La septième œuvre est la Somme théologique de Thomas d’Aquin. Comme l’a dit Peter Kreeft, Thomas d’Aquin est le maître du bon sens. Chaque fois que je le lis et médite sur ses écrits, j’ai l’impression qu’il exprime toujours la chose la plus raisonnable et la plus logique qu’il soit possible de dire. Lorsque je me pose une question, il formule les objections mieux que je ne pourrais le faire moi-même. Il est un penseur d’une clarté remarquable. Si je continue malgré tout à privilégier Augustin par rapport à Thomas, c’est simplement en raison de la présentation de sa pensée. La méthode scolastique de Thomas, bien que très claire, demeure moins accessible que le style personnel et narratif des Confessions.

 

8. Grégoire de Nysse: L’âme et la résurrection 

Le huitième livre est L’âme et la résurrection de Grégoire de Nysse, une sorte de version chrétienne du livre Phèdre de Platon, dans laquelle il défend l’immortalité de l’âme. Cette œuvre m’a aidé à comprendre que la foi et la philosophie ne sont pas des ennemies, mais des alliées. Les vérités de la foi, comme la doctrine de la Trinité, proviennent de la révélation divine. Toutefois, la réflexion philosophique qui suit cette révélation n’est pas une mauvaise suite. Il existe un ordre dans la connaissance: nous recevons d’abord des vérités qui dépassent notre compréhension naturelle, puis nous utilisons la raison pour en explorer les liens.

 

9. Jean Calvin: Institution de la religion chrétienne (disponible en français)
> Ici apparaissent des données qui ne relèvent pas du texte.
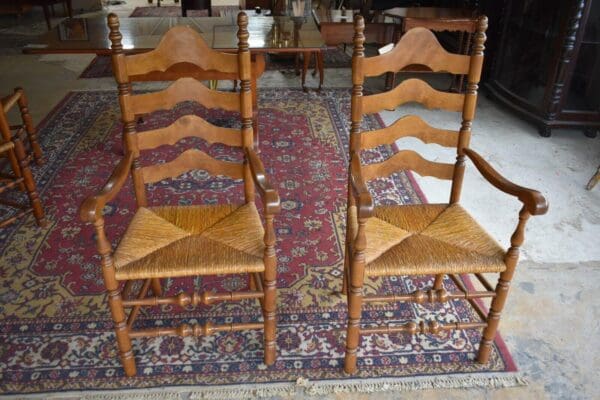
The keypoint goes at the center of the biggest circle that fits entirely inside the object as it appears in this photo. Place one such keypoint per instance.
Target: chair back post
(245, 75)
(358, 78)
(470, 104)
(119, 65)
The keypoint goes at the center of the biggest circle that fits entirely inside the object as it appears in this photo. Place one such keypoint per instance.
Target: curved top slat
(411, 126)
(188, 126)
(189, 160)
(418, 46)
(408, 160)
(184, 89)
(413, 90)
(181, 44)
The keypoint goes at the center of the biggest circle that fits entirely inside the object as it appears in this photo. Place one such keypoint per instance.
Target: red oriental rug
(55, 328)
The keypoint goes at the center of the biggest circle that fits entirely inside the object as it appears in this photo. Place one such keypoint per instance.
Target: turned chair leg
(355, 296)
(29, 127)
(493, 319)
(270, 293)
(36, 204)
(438, 283)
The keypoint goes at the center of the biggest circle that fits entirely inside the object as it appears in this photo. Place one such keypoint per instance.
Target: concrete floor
(551, 320)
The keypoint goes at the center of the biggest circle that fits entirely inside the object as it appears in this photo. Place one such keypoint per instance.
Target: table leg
(306, 55)
(321, 67)
(47, 16)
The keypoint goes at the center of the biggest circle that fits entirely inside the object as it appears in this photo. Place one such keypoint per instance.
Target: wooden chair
(25, 128)
(14, 150)
(178, 241)
(428, 239)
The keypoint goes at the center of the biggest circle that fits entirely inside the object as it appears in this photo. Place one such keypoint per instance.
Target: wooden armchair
(178, 241)
(427, 239)
(13, 149)
(21, 177)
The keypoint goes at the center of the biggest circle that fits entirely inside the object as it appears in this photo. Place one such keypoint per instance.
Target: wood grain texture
(269, 195)
(418, 46)
(407, 160)
(409, 126)
(184, 89)
(91, 208)
(188, 126)
(533, 200)
(412, 90)
(189, 160)
(181, 44)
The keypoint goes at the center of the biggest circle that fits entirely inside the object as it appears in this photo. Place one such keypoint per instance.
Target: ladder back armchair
(179, 241)
(427, 239)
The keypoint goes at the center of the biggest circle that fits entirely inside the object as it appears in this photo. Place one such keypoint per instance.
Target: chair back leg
(29, 127)
(36, 204)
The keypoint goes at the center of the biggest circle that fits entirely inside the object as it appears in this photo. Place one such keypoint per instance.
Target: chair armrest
(360, 192)
(269, 196)
(91, 208)
(533, 200)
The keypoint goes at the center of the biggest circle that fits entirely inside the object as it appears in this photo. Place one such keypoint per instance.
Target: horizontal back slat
(189, 126)
(418, 46)
(189, 160)
(409, 126)
(184, 89)
(408, 160)
(412, 90)
(181, 44)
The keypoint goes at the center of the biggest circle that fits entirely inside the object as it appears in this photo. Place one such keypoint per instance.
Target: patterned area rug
(55, 328)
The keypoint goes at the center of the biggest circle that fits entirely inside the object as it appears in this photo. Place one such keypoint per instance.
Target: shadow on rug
(55, 329)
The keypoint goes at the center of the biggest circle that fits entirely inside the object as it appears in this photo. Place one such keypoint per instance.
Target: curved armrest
(269, 195)
(359, 188)
(533, 200)
(91, 208)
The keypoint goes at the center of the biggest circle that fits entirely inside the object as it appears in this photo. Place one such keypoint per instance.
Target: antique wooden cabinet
(546, 63)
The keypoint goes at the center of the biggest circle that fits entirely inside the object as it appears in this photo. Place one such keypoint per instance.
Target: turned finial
(243, 34)
(114, 35)
(479, 40)
(359, 37)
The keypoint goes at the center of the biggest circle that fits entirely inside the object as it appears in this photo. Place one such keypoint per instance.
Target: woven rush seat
(176, 241)
(427, 239)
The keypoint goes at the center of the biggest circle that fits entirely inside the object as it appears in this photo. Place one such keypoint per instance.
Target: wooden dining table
(267, 35)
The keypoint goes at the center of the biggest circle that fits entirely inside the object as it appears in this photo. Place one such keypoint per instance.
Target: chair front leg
(115, 301)
(270, 293)
(355, 297)
(493, 318)
(29, 127)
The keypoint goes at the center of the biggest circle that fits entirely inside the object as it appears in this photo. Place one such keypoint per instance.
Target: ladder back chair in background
(178, 241)
(426, 239)
(13, 149)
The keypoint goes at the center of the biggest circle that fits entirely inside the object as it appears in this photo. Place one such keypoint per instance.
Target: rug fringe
(321, 388)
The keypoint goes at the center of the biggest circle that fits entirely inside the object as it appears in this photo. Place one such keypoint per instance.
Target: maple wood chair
(14, 149)
(427, 239)
(25, 128)
(178, 241)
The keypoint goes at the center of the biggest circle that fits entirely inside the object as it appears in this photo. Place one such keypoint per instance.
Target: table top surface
(267, 34)
(388, 16)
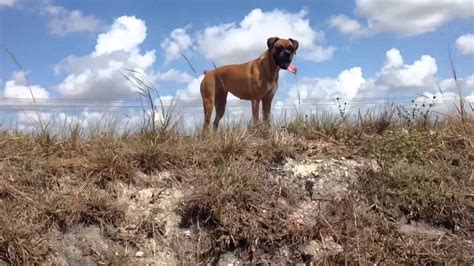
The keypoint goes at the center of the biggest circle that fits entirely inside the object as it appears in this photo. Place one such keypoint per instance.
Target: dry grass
(51, 184)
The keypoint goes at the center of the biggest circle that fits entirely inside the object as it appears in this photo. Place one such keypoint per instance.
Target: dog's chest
(270, 86)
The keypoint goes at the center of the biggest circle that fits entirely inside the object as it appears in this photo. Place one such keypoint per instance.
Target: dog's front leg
(255, 107)
(267, 106)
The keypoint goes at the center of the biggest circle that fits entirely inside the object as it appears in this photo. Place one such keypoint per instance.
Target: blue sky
(351, 49)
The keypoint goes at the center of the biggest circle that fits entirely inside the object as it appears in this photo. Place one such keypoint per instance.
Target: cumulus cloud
(465, 44)
(73, 21)
(8, 3)
(17, 88)
(345, 85)
(348, 26)
(178, 42)
(403, 17)
(174, 75)
(234, 43)
(396, 75)
(63, 21)
(98, 75)
(394, 78)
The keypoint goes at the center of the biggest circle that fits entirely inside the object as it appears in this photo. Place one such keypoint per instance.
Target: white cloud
(17, 89)
(8, 3)
(174, 75)
(396, 75)
(12, 90)
(394, 78)
(465, 44)
(311, 90)
(125, 35)
(465, 85)
(404, 17)
(234, 43)
(63, 21)
(97, 76)
(178, 42)
(73, 21)
(349, 26)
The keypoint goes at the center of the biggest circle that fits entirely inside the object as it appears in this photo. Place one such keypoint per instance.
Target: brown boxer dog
(255, 80)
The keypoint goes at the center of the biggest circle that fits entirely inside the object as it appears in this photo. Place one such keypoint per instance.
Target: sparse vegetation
(50, 189)
(157, 195)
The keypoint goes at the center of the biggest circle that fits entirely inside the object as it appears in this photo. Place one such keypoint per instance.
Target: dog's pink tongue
(292, 69)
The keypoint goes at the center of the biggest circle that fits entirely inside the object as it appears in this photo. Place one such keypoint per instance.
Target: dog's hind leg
(207, 94)
(267, 106)
(220, 103)
(255, 110)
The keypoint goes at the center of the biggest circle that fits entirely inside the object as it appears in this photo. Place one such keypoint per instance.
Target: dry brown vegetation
(62, 199)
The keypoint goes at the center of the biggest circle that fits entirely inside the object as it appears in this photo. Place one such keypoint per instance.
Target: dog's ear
(295, 44)
(271, 41)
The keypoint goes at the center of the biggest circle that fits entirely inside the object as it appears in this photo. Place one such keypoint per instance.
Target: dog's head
(282, 51)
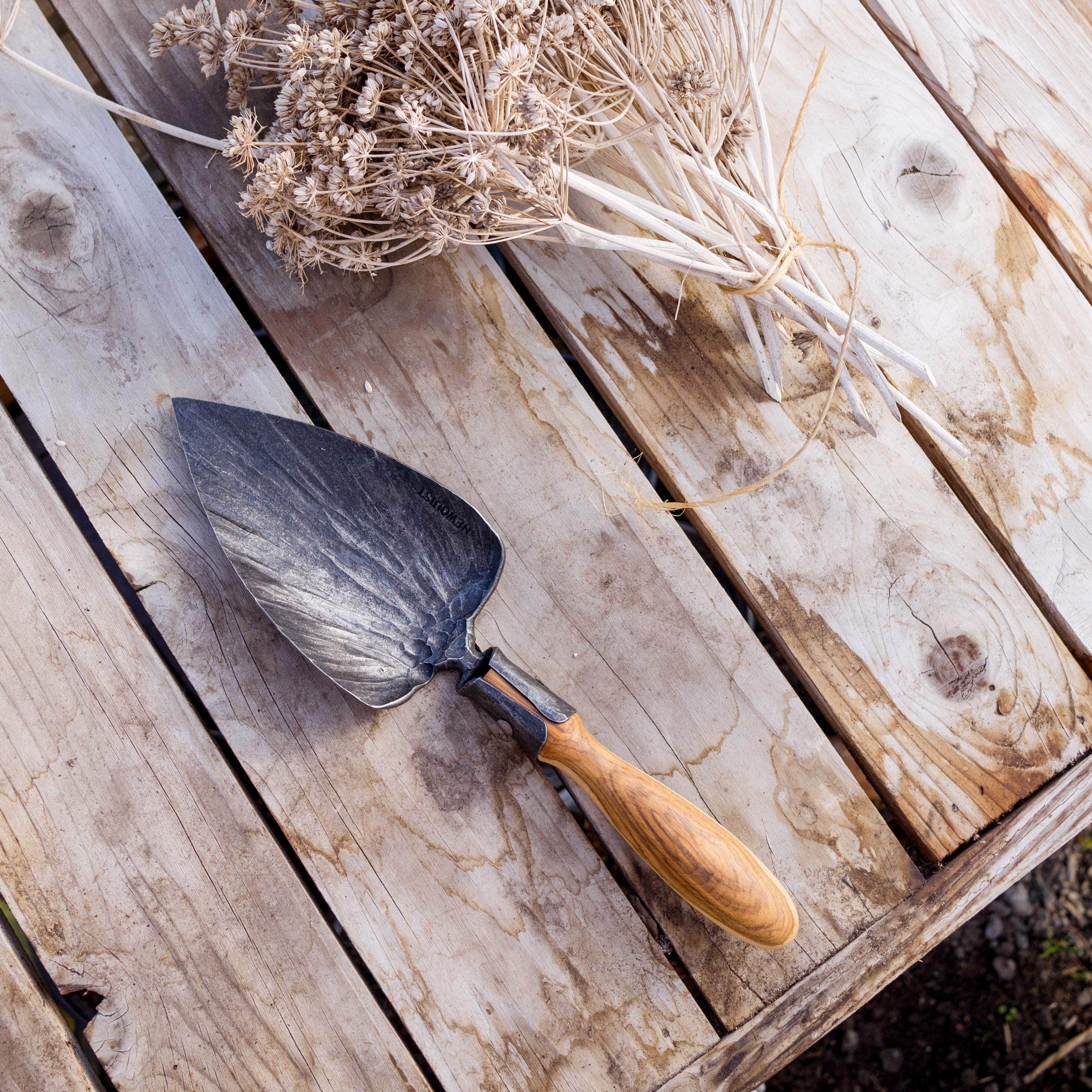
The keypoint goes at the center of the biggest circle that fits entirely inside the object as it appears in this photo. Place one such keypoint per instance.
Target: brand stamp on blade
(330, 538)
(458, 522)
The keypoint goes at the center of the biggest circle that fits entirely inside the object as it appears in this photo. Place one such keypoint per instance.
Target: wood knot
(930, 177)
(48, 237)
(47, 225)
(958, 668)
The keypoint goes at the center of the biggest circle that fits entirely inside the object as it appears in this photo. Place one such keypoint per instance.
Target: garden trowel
(376, 574)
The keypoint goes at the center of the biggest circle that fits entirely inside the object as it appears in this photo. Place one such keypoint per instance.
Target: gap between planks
(914, 637)
(838, 898)
(751, 1054)
(134, 602)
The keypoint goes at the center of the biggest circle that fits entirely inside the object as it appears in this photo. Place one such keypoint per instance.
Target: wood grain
(37, 1051)
(822, 1001)
(947, 684)
(616, 614)
(475, 900)
(134, 861)
(689, 851)
(1016, 81)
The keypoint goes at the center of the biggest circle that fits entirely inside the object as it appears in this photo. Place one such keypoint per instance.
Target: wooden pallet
(270, 885)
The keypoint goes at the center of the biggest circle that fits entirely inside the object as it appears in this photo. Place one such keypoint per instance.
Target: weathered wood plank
(1015, 79)
(132, 859)
(620, 615)
(859, 972)
(37, 1051)
(949, 686)
(461, 877)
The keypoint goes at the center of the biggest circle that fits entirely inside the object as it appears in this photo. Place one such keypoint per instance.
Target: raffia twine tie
(794, 245)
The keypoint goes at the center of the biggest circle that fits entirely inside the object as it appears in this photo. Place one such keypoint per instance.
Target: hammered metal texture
(374, 571)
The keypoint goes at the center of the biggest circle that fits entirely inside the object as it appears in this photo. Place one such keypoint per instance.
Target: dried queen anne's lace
(403, 128)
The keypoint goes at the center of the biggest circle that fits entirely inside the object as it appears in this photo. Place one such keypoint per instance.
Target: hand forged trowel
(376, 573)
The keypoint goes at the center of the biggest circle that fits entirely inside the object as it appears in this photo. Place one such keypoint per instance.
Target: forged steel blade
(373, 570)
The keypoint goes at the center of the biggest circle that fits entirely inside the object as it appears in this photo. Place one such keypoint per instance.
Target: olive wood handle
(709, 867)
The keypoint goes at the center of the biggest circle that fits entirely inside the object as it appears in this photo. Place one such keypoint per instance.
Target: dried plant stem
(405, 128)
(107, 104)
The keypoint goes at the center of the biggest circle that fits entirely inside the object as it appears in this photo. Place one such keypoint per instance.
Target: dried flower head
(400, 129)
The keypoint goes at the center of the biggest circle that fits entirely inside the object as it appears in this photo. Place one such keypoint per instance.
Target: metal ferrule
(529, 729)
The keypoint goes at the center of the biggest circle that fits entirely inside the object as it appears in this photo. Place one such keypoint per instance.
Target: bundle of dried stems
(404, 128)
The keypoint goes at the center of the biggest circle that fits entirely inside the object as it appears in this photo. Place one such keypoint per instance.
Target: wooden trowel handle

Le neuvième livre est L’Institution de la religion chrétienne de Jean Calvin. Je lis cette œuvre depuis près de vingt ans, j’en ai enseigné chaque chapitre et j’y reviens constamment avec profit. Sa faiblesse, qui est peut-être aussi une force, est que Calvin n’a pas reçu une formation théologique comparable à celle de plusieurs théologiens médiévaux. Par conséquent, il ne mesure pas toujours avec précision les différences entre sa pensée et d’autres positions théologiques. Cependant, cette absence de jargon technique lui permet de s’exprimer avec une grande liberté et une remarquable clarté. C’est sans doute l’une des raisons pour lesquelles son œuvre demeure aussi pertinente aujourd’hui.

 

10. Épictète: Les entretiens d’Epictète

Le dixième livre est Les entretiens d’Epictète. Ce philosophe stoïcien du premier siècle m’a appris que je dois rechercher la sagesse partout où elle se trouve. Ses conseils pratiques m’ont ouvert les yeux sur une vérité simple : il est sage d’écouter ceux qui possèdent du vécu et des expériences. Certains chrétiens pensent qu’ils ne peuvent apprendre aucun principe de sagesse en dehors de la révélation divine. Pourtant, une telle attitude rend la vie presque impossible à vivre. De la même manière que les enfants apprennent de leurs parents, nous devons demeurer ouverts à la sagesse provenant de diverses sources.

Ainsi, même si ce livre n’est pas une œuvre de théologie, il m’a aidé à réfléchir à la manière dont la sagesse et la théologie peuvent travailler ensemble.

Ces dix livres ont profondément façonné ma pensée, bien qu’il y en ait beaucoup d’autres que j’aurais pu inclure. Plus récemment, j’ai également été marqué par l’Odyssée d’Homère, même si je n’ai pas encore eu suffisamment de recul pour mesurer pleinement son influence. En guise de mention spéciale, j’ajouterais que les œuvres de Byung-Chul Han m’ont toujours été précieuses et ont exercé sur moi une influence profonde, même s’il m’est difficile d’expliquer exactement pourquoi.